Il s'agit d'une ingestion rapide et désordonnée d'une grande quantité d'aliments (plusieurs milliers de calories). On note une préférence pour des aliments sucrés, une nourriture très riche, évitée voire proscrite en dehors des crises. La personne se trouve dans un état second, manger se fait sans plaisir.
L'après crise
Au bout d'un temps variable, la personne ressent un sentiment de douleur morale intense, une grande culpabilité, un écourement physique. Les vomissements éventuels qui suivent apportent un certain soulagement ; mais ils s'accompagnent d'une profonde honte et de remords. C'est le moment des résolutions, des promesses de ne pas recommencer la prochaine fois. En dehors de ces crises, les comportements alimentaires sont souvent perturbés : succession de régimes, une alimentation irrégulière et déséquilibrée (anorexie, restriction alimentaire).
En parler
La boulimie est aussi une maladie de la parole.
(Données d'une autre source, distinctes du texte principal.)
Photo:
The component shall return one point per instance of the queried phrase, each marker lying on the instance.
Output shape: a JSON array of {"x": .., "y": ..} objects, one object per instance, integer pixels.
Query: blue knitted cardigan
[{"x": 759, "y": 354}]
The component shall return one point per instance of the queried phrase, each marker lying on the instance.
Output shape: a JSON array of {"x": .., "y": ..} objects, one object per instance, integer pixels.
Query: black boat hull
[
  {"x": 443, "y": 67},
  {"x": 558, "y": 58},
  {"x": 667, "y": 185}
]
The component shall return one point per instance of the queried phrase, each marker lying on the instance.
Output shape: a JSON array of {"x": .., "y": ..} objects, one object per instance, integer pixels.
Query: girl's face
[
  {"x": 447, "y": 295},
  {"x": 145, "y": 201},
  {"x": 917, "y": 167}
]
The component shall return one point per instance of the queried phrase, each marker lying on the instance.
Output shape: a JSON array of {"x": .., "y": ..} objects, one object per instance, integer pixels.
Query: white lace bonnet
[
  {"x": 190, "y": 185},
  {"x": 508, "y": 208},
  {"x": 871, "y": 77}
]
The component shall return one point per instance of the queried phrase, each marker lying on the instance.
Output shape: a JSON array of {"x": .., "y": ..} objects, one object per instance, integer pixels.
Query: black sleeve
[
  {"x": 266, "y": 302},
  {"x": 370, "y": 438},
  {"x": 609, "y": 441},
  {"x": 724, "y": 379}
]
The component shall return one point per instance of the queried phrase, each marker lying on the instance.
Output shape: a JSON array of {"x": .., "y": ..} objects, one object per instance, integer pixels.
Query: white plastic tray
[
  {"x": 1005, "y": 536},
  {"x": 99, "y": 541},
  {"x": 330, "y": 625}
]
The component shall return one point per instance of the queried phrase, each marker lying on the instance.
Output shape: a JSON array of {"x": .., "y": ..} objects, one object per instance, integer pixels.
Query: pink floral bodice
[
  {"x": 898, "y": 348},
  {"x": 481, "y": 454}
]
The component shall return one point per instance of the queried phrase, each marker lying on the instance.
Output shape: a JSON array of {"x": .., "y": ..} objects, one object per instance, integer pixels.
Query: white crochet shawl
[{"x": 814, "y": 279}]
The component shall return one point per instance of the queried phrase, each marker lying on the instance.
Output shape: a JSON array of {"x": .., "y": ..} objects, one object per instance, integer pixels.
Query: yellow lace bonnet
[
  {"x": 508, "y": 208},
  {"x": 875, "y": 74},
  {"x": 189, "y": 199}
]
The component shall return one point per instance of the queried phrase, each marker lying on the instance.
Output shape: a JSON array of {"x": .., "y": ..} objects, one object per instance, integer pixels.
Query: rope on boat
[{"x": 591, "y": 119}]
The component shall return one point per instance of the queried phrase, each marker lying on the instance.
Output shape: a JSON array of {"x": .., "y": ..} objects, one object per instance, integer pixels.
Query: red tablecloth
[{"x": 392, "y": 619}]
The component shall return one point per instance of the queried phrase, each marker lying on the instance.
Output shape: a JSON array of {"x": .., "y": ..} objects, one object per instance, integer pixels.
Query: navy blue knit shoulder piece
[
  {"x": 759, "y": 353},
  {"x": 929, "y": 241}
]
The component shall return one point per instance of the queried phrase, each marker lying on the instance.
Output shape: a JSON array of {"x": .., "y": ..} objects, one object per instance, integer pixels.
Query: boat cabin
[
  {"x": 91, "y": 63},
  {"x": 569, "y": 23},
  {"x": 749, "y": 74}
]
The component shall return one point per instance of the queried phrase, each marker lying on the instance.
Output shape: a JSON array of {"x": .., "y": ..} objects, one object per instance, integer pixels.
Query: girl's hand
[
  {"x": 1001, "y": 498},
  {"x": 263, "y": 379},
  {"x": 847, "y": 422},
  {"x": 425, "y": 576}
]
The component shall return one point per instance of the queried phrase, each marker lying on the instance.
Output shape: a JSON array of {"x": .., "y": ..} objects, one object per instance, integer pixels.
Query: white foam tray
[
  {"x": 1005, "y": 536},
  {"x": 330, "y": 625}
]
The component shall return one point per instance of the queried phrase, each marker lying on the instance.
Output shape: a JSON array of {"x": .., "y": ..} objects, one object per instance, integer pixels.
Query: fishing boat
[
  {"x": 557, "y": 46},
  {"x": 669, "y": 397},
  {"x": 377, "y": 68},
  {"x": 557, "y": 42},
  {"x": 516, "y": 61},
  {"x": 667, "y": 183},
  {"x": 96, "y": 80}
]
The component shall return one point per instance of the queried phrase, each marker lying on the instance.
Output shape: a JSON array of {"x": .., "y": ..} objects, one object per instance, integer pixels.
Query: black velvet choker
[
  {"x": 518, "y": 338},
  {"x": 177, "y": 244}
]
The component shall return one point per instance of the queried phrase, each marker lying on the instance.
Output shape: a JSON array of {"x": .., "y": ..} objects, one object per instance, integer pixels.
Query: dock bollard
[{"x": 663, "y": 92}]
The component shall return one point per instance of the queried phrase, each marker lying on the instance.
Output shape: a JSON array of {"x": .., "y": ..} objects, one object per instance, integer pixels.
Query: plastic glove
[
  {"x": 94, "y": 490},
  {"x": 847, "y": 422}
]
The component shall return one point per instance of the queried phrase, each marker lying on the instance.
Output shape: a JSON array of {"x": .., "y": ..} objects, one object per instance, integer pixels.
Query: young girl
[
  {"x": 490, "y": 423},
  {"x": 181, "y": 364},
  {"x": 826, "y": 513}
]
Puisqu'on ne peut "dire" le manque, on se remplit d'aliments pour combler ce vide. Ce vide affectif, cette solitude, ce tête à tête avec son frigo, que le boulimique ne peut s'avouer à lui-même, comment le mettre en mots ?
Pour interrompre justement l'entretien du symptôme boulimique et l'enfermement dans le cycle boulimie-vomissement-repli sur soi, il est nécessaire d'établir un contact, une possibilité de formulation de son malaise.
C'est ce que vont réussir les thérapies de parole (Groupe de paroles, Psychothérapie, Psychanalyse, etc.)
La culpabilité
Culpabilité après chaque nouvelle crise...
Outre l'affreux sentiment de honte devant ces crises que l'on ne peut dominer, la boulimie est un sérieux obstacle à la vie sociale qui augmente encore la culpabilité : résolution qu'on n'arrive pas à tenir, dépenses alimentaires excessives, refus de repas entre amis, éventuels vols de nourriture, etc.
Puis quand le traitement est commencé arrive l'épouvantable sentiment de culpabilité secondaire à une nouvelle rechute.
Il faut dédramatiser, ces rechutes sont parfois inévitables.
La honte
La boulimie reste, pour la personne concernée par ce trouble, pendant longtemps, une "maladie honteuse".
Comment admettre ce désir de remplissage alimentaire incoercible ?
L'après crise est le moment le plus important de détresse et de honte avec une grande culpabilité et un véritable état dépressif.
Les signes physiques et les troubles du comportement peuvent, pendant un certain temps rester assez discret pour l'entourage (ce n'est pas comme l'anorexique qui ne peut cacher sa grande maigreur).
De plus ces symptômes apparaissant chez l'adulte jeune, celui-ci peut déjà vivre de façon indépendante et cacher totalement son problème.